The FBI came under broad attack Wednesday for a "fortress mentality" that blocks any outside scrutiny, as congressional leaders sought to rein in a once-vaunted agency they said appears to be spinning out of control.
"The image of the FBI in the minds of too many Americans is that this agency has become unmanageable, unaccountable and unreliable," Sen. Patrick J. Leahy (D-Vt.) said at a Senate hearing examining the bureau's recent string of embarrassments.
The indictment of the FBI by lawmakers and prominent witnesses was all the more remarkable because of how quickly the bureau's status has sunk. Just a year ago, many members of Congress were still giving Director Louis J. Freeh rave reviews and urging that the FBI be allowed to take over expanded responsibility for drugs and guns from other federal agencies.
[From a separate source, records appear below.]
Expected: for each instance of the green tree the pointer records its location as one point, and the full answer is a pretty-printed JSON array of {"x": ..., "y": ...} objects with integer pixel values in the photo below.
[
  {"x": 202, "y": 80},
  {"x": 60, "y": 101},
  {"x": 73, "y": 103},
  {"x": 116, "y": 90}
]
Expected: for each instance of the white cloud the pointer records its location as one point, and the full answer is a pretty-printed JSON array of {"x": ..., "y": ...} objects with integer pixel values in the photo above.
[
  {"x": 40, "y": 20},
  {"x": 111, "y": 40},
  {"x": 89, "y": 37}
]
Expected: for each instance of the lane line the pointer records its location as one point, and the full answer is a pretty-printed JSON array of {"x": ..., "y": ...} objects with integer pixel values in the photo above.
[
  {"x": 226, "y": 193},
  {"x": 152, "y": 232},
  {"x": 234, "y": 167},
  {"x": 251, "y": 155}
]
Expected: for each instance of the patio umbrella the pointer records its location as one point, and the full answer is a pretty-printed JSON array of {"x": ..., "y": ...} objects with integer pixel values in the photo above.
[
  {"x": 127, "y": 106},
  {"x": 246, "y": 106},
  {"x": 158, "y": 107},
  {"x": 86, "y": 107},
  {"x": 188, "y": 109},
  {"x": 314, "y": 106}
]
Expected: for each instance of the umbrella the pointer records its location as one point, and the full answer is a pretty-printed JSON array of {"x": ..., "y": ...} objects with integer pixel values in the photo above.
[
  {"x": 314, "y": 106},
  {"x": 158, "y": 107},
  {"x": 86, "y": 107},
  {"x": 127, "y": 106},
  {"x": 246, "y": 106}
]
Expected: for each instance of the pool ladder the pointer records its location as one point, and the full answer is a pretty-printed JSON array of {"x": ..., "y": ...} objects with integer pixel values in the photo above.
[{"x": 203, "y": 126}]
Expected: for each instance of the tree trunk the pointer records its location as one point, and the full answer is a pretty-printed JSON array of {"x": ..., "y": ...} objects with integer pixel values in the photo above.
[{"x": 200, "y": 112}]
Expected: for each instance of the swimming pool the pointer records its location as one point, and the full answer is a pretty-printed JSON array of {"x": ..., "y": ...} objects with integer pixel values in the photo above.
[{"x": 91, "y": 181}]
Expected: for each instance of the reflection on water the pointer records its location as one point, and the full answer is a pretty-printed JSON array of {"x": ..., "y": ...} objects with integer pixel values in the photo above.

But those plans were declared dead on Wednesday, and instead the FBI faced a blizzard of reform efforts aimed at making the bureau more accountable for its mistakes.
Atty. Gen. John Ashcroft on Wednesday ordered a comprehensive review on "reforming and improving the FBI," while two senators proposed an unprecedented top-to-bottom outside review of the agency aimed at accomplishing the same end. Meanwhile, the House Judiciary Committee approved a measure Wednesday from its chairman, Rep. F. James Sensenbrenner Jr. (R-Wis.), to create an inspector general post as a watchdog over the FBI, an oversight role that the bureau has generally resisted. A similar idea was proposed in the Senate.
The reforms are considered particularly critical given the FBI's pending changeover in leadership as Freeh prepares to depart.
During nearly three hours of testimony before the Senate Judiciary Committee, lawmakers from both parties slammed the 11,000-agent FBI over what Sen. Richard Durbin (D-Ill.) called "a litany of embarrassing blunders."
Drawing the biggest headlines in recent weeks have been the FBI's failure to uncover the alleged espionage activities of former agent Robert Philip Hanssen and its failure to disclose 4,000 pages of materials in the Oklahoma City bombing investigation--a blunder that forced a one-month delay in Timothy J. McVeigh's execution.
But senators and law-enforcement officials who have dealt with the FBI also lit into the bureau over a series of other serious missteps in the last few years.
These included misleading statements concerning the Branch Davidian standoff near Waco, Texas; agents' overly friendly relationship with mob informants in Boston; evidence of widespread ineptitude in the FBI lab; and botched investigations into nuclear scientist Wen Ho Lee, who was cleared of spying allegations, and security guard Richard Jewell, cleared as the prime suspect in the Olympic bombing in Atlanta.
Just this week, an FBI security expert in Las Vegas who had access to informant identities and witness lists was charged with selling secret FBI information to organized crime figures and others under investigation.
"Sometimes you owe it to a friend to look him in the eye and tell him the hard truth," said Sen. Charles E. Schumer (D-N.Y.), a longtime supporter of the FBI and friend of Freeh's. "The hard truth is that the FBI has made mistake after mistake after mistake."
But the expert witnesses appearing before the Judiciary Committee said the FBI has been unwilling to own up to its mistakes because of a "culture of arrogance" that resists self-scrutiny and seems to perpetuate a mistrust of outsiders.
Former Republican Sen. John C. Danforth, who spent 14 months heading a federal investigation into the FBI's conduct in the Branch Davidian standoff, told the panel that even though the FBI was ultimately cleared of serious wrongdoing, many employees were evasive and uncooperative during his review.
Danforth said he had to threaten to get a search warrant before the FBI would turn over certain documents, and one FBI agent who acted as a liaison to Danforth's investigation has allegedly suffered retaliation from the bureau as a result of his cooperation.
"A long-standing value of the FBI is not to embarrass the FBI. Mistakes are embarrassing, so rather than admit them, cover them up," Danforth said.
Similarly, Norman J. Rabkin, a director with the General Accounting Office, said that when his office did a review of how the federal government responds to terrorist incidents, it ran into so many roadblocks from the FBI that it decided to drop the agency from its review.
Of all the federal agencies that the GAO monitors, "the FBI is by far our most contentious," Rabkin said.
Freeh was invited to testify at the hearing to give the FBI's perspective, but he told the committee that he was "unavailable," said a disappointed Leahy.
At the time of the midday hearing, Freeh was being given a send-off at the FBI's courtyard, attended by about 1,000 employees. He announced last month that he is leaving his post at the end of June, although a departure date has still not been set. Robert Mueller, a federal prosecutor in San Francisco, is considered the White House's leading candidate to replace him.
FBI officials declined to respond to the allegations after the hearing. But in a letter dated Wednesday, senior FBI official John Collingwood told the GAO's Rabkin that the bureau will take steps to be more accessible to outside scrutiny and "make your job easier."